The existence of such intent may be evidenced by established facts:
legal, economic and other control, including on the basis of the interdependence of the disputed contractors to the taxpayer being audited (in this case, both legal and actual interdependence will be considered (for example, through the presence of former employees/relatives in the state of contractors, etc.).);
established facts of transit operations between interdependent or affiliated participants in related business transactions, including through intermediaries using special forms of settlements and payment terms (to prove this feature, p/s statements will be analyzed, the main goal is to establish a “loopback” in the cash flow (return to the audited taxpayer) or their receipt by a person controlled by the audited taxpayer;
circumstances that indicate the consistency of actions of participants in economic activities, etc. (for proof, first of all, testimony will be used).
Thus, when classifying interactions with potentially “unscrupulous” contractors as unjustified tax benefits, the tax authority will prove the existence of interdependence and intent. Similar recommendations were previously voiced in a Letter from the Federal tax service of Russia dated 23.03.2017 and a joint letter with the RF IC dated 13.07.2017 and are now enshrined at the legislative level in the tax code of the Russian Federation.
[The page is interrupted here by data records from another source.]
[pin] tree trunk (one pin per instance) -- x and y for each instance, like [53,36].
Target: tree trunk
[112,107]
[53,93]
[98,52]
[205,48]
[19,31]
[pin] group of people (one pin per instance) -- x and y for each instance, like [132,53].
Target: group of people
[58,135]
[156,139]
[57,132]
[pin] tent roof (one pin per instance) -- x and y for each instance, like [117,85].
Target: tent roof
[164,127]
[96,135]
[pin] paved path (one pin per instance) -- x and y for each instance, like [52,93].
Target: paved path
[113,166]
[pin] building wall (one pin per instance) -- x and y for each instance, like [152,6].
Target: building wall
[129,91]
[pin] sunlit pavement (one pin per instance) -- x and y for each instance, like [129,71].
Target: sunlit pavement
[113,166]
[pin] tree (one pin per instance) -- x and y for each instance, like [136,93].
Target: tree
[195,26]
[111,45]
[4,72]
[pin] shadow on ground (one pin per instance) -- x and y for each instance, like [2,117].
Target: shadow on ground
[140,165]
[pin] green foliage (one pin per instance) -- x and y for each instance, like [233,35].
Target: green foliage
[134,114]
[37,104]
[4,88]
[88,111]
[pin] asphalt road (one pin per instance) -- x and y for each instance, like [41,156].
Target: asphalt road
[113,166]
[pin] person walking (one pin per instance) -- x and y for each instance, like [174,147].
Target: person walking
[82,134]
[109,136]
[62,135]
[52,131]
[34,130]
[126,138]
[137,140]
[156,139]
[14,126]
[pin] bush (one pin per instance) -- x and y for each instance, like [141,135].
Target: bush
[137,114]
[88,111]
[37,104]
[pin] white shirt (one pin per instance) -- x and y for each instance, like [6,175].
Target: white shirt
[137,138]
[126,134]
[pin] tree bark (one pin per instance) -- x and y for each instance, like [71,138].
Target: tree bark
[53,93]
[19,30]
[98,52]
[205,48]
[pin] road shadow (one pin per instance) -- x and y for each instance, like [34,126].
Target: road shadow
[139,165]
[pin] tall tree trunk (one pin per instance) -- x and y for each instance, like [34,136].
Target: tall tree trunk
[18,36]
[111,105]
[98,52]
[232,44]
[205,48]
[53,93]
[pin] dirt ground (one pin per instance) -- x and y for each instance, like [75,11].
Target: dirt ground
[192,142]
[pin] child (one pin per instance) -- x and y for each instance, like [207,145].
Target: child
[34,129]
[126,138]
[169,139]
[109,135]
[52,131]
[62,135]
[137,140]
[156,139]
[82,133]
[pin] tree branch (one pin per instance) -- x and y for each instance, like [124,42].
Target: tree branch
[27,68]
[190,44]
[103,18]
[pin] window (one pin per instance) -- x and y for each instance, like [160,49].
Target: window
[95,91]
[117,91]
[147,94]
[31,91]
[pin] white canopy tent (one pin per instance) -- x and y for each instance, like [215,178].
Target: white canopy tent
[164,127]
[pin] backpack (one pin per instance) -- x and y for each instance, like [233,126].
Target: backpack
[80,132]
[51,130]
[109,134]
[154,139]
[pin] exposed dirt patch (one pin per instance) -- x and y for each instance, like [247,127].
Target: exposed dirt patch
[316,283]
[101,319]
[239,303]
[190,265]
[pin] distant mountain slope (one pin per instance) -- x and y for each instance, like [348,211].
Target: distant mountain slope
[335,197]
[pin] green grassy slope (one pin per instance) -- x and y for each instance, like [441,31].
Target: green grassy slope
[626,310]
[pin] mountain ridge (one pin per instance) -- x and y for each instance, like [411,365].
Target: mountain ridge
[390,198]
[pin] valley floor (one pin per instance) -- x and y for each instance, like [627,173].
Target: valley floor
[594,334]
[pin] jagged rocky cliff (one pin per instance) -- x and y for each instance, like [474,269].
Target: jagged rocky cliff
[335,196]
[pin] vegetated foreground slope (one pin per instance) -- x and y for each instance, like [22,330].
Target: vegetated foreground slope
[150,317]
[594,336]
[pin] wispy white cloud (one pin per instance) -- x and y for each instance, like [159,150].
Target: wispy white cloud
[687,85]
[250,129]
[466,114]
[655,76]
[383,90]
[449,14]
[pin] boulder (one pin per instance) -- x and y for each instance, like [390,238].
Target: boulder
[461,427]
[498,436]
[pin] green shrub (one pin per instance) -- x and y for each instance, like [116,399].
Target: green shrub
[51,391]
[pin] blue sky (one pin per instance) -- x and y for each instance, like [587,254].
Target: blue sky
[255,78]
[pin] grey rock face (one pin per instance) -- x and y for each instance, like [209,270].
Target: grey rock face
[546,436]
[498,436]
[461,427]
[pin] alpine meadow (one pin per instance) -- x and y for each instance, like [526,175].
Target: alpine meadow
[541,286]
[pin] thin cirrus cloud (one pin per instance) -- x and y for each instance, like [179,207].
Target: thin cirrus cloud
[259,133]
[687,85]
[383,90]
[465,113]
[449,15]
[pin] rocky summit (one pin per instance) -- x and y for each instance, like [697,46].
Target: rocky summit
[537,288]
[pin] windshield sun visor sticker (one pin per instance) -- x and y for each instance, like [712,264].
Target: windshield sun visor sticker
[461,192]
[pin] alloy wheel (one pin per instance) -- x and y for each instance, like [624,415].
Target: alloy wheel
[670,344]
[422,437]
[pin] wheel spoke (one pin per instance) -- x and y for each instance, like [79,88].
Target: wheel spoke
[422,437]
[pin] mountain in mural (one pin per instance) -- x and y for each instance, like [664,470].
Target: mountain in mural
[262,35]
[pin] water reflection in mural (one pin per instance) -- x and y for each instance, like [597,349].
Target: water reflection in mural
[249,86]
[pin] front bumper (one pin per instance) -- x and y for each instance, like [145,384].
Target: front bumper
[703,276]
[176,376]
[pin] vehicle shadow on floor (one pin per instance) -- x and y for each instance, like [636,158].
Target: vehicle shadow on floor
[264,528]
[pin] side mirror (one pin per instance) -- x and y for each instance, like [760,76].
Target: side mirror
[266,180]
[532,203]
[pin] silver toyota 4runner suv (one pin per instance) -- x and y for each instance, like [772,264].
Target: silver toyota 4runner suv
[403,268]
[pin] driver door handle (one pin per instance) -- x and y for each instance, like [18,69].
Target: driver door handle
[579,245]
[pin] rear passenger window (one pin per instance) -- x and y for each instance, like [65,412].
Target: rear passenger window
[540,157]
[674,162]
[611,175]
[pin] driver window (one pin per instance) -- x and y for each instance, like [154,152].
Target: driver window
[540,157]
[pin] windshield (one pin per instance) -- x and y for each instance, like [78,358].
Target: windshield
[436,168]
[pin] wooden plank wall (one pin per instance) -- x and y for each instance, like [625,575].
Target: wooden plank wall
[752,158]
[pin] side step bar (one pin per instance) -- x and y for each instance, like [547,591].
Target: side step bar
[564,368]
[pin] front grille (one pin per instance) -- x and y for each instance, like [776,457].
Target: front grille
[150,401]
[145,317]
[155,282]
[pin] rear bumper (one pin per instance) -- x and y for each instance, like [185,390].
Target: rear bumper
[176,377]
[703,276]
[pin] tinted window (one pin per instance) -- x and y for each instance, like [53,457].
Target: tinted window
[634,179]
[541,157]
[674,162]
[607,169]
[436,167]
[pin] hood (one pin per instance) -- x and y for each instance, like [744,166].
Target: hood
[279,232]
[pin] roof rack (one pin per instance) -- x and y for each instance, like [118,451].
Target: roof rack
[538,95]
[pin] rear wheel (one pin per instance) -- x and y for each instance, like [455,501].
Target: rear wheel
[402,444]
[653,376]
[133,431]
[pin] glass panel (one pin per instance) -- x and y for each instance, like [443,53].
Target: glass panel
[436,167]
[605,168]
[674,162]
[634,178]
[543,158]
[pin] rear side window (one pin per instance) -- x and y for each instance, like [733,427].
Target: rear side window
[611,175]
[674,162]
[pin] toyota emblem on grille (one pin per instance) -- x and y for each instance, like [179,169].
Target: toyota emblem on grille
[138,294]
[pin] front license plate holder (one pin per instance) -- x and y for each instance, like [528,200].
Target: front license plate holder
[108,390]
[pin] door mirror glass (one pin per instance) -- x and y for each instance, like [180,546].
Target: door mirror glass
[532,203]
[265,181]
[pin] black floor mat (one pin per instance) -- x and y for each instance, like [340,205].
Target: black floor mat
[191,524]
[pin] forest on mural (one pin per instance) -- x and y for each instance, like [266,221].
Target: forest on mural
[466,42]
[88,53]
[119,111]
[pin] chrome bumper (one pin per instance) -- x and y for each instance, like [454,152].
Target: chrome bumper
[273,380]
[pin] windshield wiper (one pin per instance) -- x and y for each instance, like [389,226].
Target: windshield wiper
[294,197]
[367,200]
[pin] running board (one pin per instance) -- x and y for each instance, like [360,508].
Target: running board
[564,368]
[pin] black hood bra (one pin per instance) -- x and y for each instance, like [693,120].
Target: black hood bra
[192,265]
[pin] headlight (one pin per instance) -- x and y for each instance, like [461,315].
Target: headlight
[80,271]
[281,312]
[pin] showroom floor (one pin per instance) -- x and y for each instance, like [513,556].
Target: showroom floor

The introduction of the new rule actually called into question the approach of the constitutional court of the Russian Federation, which in a number of documents (for example, the Definition of N 138-O from 25.07.2001) indicated that the presumption of good faith of taxpayers is valid in tax relations and that the duty to prove the taxpayer’s bad faith when transferring funds to the budget lies with the tax authority.

Tax authorities have the right to systematically inform taxpayers about those banks that should not be used to transfer tax payments, as well as to encourage conscientious taxpayers to fulfill their tax obligations and prevent cases of abuse when choosing a Bank to transfer taxes to the budget, to make demands to taxpayers to withdraw their settlement documents for tax write-off.

As recommendations for taxpayers to minimize their risks, we can note the following main points that the taxpayer should check.

Thus, when concluding a delivery contract, the company should pay attention to the following main points:
Confirmed fact of registration of the counterparty.
The supplier is not in bankruptcy or liquidation.
There is no sign of “mass character” in relation to the General Director and the address of the state registration.
Availability of OKVED relevant types of proposed activities.
Information about the availability of own / engaged vehicles that will be used to deliver the goods.
Availability of storage facilities for storing products.
Availability of necessary personnel (storekeepers, installers, etc.)
The choice of the counterparty should be given special attention in building the taxpayer’s security system, since the refusal of the tax authorities to accept income tax expenses and VAT deductions can lead to disastrous consequences.

To strengthen its position, the company can also organize a tender between potential partners for the conclusion of an agreement, as well as introduce regulations for the selection of suppliers in the organization’s activities.